Interestingly, different results were found in osteopenic rats. Bossini et al. [28] investigated the effects of LLLT and Biosilicate (180–212 μm) on bone consolidation in osteopenic rats. The histopathological analysis showed that bone defects were predominantly filled with the biomaterial in specimens treated with Biosilicate. Moreover, laser therapy was able to increase collagen, Runx-2, VEGF, and COX-2 expression in the circumjacent cells of the biomaterial.
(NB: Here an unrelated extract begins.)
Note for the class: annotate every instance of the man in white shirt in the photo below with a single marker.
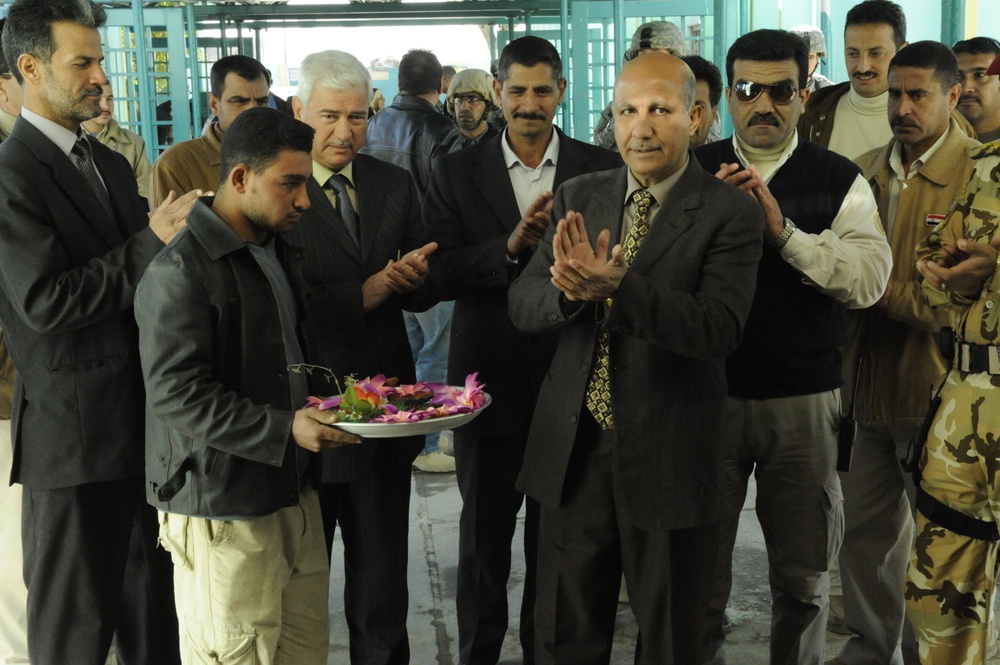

Moreover, the morphometric analysis revealed that the Biosilicate plus laser groups showed a higher amount of newly formed bone.

Furthermore, the good performance reached by Biosilicate during in vitro and in vivo tests encouraged studies that could lead to the development of scaffolds from Biosilicate, which could constitute a promising alternative for the treatment of bone injuries.

8. Conclusion

The present review demonstrates that Biosilicate is biocompatible, presents both osteogenic and angiogenic potential, and can accelerate the bone healing process in animal models. These data highlight the huge potential of Biosilicate to be used as a bone graft. But further in vivo long-term studies should be carried out to provide additional information concerning the mechanisms involved in the stimulation of bone by this new, highly bioactive material before Biosilicate can be used with confidence as a treatment within the clinical setting.